Der sich immer wiederholende Ablauf bleibt bis hin zum Spielende konstant – wir nehmen eine Mission an, führen sie durch, gucken eine Zwischensequenz an und verwalten die neu erbeuteten Items am Terminal. Was nicht konstant bleibt, sind die individuell gestalteten Bosse, die neben der Angst auch eine gewisse Ästhetik verspüren lassen, doch dazu später mehr. Mit größeren Bossen kommt mehr Strategie in den Kämpfen zum Vorschein, da wir uns auf spezifische Körperteile unseres Gegners konzentrieren können, um individuelle Items zu erbeuten. Unser „God Arc“ hat unter anderem die Fähigkeit die Monster zu fressen, um elementare Patronen zu erhalten, die wiederum mehr Schaden verursachen und den Kampf mit Leichtigkeit beenden können.
Apocalypse Now
Trotz der verfallenen Welt, kaputten Hochhäusern und Nahrungsknappheit schafft es die Menschheit trotz der Apokalypse und dank der Industrialisierung ein Luxusleben zu führen. Dementsprechend sehen auch die Räumlichkeiten aus, in denen sich unsere Kadetten befinden und ihren Alltag beschreiten. Doch kaum hat man die Komfortzone verlassen, wird man auf dem Kampffeld mit der Realität konfrontiert und das schafft „God Eater 2: Burst Rage“ auf jeden Fall mit ihrer stimmigen Kulisse, auch wenn ich mir hier und da mehr Details erhofft habe, zumal einige Plattformen wie graue Würfel ausschauen, während andere Texturen detailreich erscheinen.
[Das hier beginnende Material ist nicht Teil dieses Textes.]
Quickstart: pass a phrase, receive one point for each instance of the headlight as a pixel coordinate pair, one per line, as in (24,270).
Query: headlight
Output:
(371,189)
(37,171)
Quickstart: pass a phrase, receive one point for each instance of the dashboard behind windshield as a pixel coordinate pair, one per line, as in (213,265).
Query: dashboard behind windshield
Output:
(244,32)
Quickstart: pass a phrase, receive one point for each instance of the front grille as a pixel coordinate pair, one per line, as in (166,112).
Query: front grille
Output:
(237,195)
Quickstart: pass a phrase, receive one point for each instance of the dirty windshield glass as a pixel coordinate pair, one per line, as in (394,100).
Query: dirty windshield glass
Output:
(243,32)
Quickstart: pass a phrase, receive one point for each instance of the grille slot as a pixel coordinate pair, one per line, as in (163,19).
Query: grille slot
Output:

In diesen Punkten merkt man einfach, dass der Titel ursprünglich für die Handheld-Plattformen gedacht war.
Die Zwischensequenzen sind hier und da stimmig animiert und wissen jeden Animefan zu beeindrucken, während die normalen Cutscenes mehr an Mimik und Charaktergefühl vertragen könnten. Dass die Grafik hochskaliert ist, erkennt man deutlich an den kantigen Umrissen der Charaktere und den teils schwammigen Texturen, wobei auch hier die FPS stets konstant bleibt und das Spielen an sich dadurch schon mehr Spaß bereitet. Richtig cool ist das Waffendesign, was durch durch seine Einzigartigkeit beeindruckt. In keinem anderen Spiel hat man die Waffen so sehr in den Mittelpunkt gerückt, wie in „God Eater“, da nicht nur die Grüße, sondern das Aussehen der riesigen Schwerter bzw. Sensen eine enorme Energie ausstrahlen. Leider hatte ich das Gefühl, dass bei den Kombos der flüssige Übergang zwischen den einzelnen Bewegungen fehlt, wodurch sich nicht nur die Optik, sondern auch die Steuerung etwas kantig anfühlt.
Die Lokalisierung hingegen begrenzt sich nur auf der optischen Ebene – deutsche Synchronisationen sucht man bei „God Eater 2: Rage Burst“ vergebens und das ist normalerweise auch gut so. Die englischen Sprecher haben ganze Arbeit geleistet und müssen sich nicht hinter den japanischen Stimmen verstecken, wobei diese Alternative gegeben ist. Die musikalische Untermalung gelingt dieses Mal ebenso gut, wie dies beim ersten Teil gewesen ist. Teilweise habe ich dieselben Soundtracks heraushören können, was nicht unbedingt schlecht ist – wer sagt, dass man dieselben Tracks nicht noch einmal nehmen kann?